Además, la concentración más baja anual registrada en el agujero, que tuvo lugar el pasado 12 de octubre, fue el mínimo más "suave" que se haya observado desde 2002, según el comunicado.

"El agujero de ozono en la Antártida ha sido excepcionalmente débil este año. Es lo que esperábamos dadas las condiciones climáticas en la estratosfera antártica", afirmó el jefe científico de las ciencias de la Tierra en el Centro de Vuelo Goddard Space de la NASA, Paul Newman.

Un agujero todavía grande

La agencia recordó que, pese a la reducción del ozono en los dos últimos años, el agujero sigue siendo grande debido a que la concentración de sustancias que acaban con esta molécula en la atmósfera sigue siendo lo suficientemente alta para generar "significativas" pérdidas de ozono anualmente.

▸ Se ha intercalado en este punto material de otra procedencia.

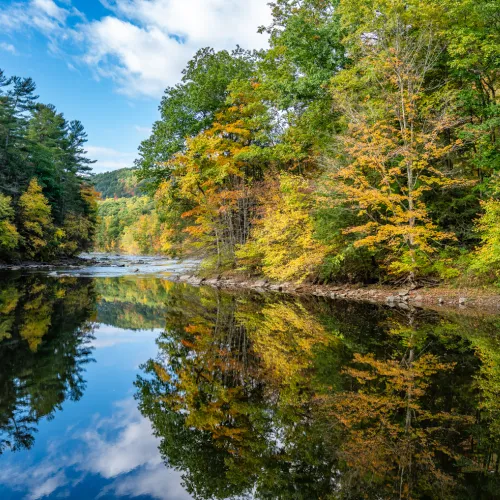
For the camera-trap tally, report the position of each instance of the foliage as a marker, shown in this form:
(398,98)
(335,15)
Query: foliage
(283,246)
(9,237)
(35,220)
(129,225)
(122,183)
(385,113)
(44,174)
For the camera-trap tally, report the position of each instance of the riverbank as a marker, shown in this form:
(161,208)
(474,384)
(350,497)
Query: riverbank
(70,262)
(439,297)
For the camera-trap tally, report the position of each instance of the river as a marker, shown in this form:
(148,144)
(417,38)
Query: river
(116,382)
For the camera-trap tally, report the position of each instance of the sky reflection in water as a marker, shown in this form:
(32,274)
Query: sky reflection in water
(100,446)
(105,381)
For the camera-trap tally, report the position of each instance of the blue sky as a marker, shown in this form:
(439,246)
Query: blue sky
(107,62)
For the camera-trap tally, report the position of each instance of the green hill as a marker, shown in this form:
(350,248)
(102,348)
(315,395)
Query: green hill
(118,184)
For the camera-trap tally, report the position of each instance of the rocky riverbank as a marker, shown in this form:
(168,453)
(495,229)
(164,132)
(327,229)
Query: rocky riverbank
(487,300)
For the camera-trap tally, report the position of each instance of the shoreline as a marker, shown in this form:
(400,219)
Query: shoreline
(440,298)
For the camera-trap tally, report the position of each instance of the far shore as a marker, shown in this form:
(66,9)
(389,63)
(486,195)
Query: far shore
(442,297)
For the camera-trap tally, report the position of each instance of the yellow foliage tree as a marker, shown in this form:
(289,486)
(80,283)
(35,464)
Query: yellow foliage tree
(35,220)
(214,180)
(9,237)
(395,149)
(282,244)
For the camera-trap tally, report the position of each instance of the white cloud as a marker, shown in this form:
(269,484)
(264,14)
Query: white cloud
(8,47)
(109,159)
(121,449)
(143,45)
(145,131)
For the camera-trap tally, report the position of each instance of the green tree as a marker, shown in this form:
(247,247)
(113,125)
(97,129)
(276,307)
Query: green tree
(35,221)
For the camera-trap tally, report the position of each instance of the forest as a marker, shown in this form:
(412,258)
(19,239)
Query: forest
(361,146)
(48,205)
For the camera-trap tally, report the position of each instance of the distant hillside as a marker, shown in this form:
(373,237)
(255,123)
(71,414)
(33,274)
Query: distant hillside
(118,184)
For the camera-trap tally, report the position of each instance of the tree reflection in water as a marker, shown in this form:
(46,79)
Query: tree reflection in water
(290,398)
(45,330)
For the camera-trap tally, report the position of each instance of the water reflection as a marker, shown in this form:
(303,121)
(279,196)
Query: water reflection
(288,398)
(244,395)
(45,330)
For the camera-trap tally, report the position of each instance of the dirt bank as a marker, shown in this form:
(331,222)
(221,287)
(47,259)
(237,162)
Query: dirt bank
(485,300)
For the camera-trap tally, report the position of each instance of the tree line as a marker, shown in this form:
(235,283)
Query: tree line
(361,146)
(48,205)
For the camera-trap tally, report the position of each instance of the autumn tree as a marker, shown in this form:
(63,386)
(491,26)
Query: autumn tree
(394,150)
(217,175)
(283,245)
(9,237)
(35,221)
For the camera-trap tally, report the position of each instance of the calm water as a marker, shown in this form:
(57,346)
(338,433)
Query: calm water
(135,387)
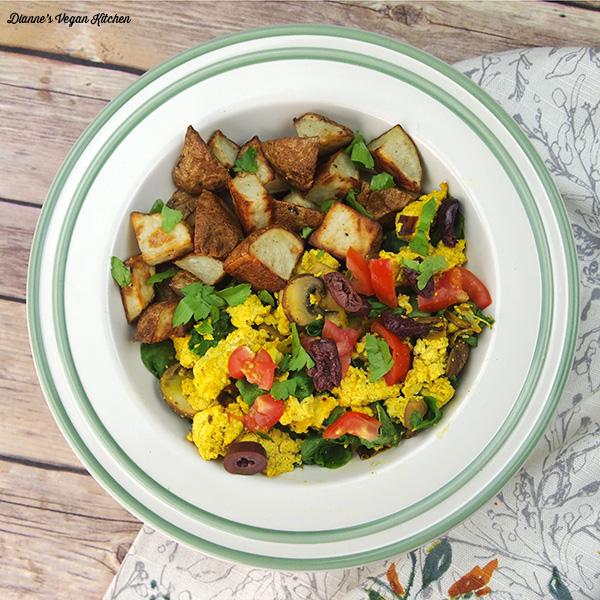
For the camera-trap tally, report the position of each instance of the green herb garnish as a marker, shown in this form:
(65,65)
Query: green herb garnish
(300,358)
(327,204)
(248,391)
(157,358)
(305,232)
(157,206)
(236,294)
(356,205)
(359,152)
(266,297)
(420,242)
(120,271)
(246,163)
(381,181)
(158,277)
(199,301)
(170,218)
(380,358)
(300,386)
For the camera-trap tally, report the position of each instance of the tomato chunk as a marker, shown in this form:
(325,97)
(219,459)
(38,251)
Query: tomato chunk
(401,354)
(358,265)
(354,423)
(382,278)
(475,288)
(345,339)
(239,358)
(258,369)
(448,291)
(264,413)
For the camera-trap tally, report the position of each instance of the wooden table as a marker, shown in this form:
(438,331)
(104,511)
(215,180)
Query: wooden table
(61,535)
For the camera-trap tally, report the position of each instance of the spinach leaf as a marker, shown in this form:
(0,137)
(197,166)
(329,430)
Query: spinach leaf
(120,272)
(157,358)
(325,453)
(379,356)
(246,163)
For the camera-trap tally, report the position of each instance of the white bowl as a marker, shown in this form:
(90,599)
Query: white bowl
(108,405)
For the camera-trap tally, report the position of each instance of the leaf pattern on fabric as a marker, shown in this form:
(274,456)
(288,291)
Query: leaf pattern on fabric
(544,527)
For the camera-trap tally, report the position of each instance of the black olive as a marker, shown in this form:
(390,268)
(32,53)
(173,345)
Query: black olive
(245,458)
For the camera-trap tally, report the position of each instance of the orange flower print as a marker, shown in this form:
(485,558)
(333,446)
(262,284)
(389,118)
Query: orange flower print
(475,580)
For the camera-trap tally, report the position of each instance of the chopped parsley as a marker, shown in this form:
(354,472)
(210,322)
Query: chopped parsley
(246,163)
(170,218)
(381,181)
(380,358)
(359,152)
(158,277)
(300,358)
(120,272)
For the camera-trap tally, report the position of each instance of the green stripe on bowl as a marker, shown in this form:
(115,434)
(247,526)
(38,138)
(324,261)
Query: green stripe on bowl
(308,537)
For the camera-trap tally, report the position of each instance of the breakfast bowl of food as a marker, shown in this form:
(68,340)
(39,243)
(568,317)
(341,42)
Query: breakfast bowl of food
(302,298)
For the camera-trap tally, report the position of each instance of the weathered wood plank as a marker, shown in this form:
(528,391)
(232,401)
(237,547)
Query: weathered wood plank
(27,429)
(450,30)
(47,75)
(17,224)
(38,128)
(61,534)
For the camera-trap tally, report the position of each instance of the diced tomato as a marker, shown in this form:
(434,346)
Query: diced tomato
(345,339)
(264,413)
(239,358)
(382,278)
(401,354)
(477,291)
(354,423)
(359,267)
(261,370)
(448,291)
(258,369)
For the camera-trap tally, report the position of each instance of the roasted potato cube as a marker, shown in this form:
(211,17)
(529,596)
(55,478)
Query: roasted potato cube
(217,231)
(156,323)
(332,136)
(197,168)
(180,280)
(138,294)
(251,201)
(335,178)
(266,258)
(295,197)
(206,268)
(265,173)
(156,245)
(343,228)
(186,204)
(295,217)
(224,149)
(294,159)
(395,152)
(384,204)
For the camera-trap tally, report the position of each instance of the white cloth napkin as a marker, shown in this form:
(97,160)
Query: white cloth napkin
(544,527)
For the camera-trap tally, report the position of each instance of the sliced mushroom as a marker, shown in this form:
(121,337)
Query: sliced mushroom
(298,299)
(170,386)
(414,406)
(457,359)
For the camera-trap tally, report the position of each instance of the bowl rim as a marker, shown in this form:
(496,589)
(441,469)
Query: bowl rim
(36,336)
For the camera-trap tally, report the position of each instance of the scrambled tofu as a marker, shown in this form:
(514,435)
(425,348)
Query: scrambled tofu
(356,389)
(309,412)
(213,430)
(283,453)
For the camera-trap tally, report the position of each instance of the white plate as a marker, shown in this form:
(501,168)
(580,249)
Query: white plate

El agujero en la capa de ozono se detectó en 1985, a finales del invierno en el hemisferio Sur, cuando el reflejo de la luz del sol implicó reacciones que incluían formas químicas activas de cloro y bromo creadas por el ser humano, y que acaban con el ozono. Hace treinta años, la importancia de la capa de ozono llevó a que la comunidad internacional firmara el Protocolo de Montreal sobre las sustancias dañinas para la capa de ozono con objeto de regular este tipo de compuestos. Se espera que para 2070 el agujero haya recuperado los niveles de 1980, ya que se prevé que los clorofluorocarbonos (CFC) continúen decreciendo.

El ozono actúa como un elemento esencial en la atmósfera, una capa protectora natural a altas altitudes ante las radiaciones ultravioletas dañinas para los seres vivos.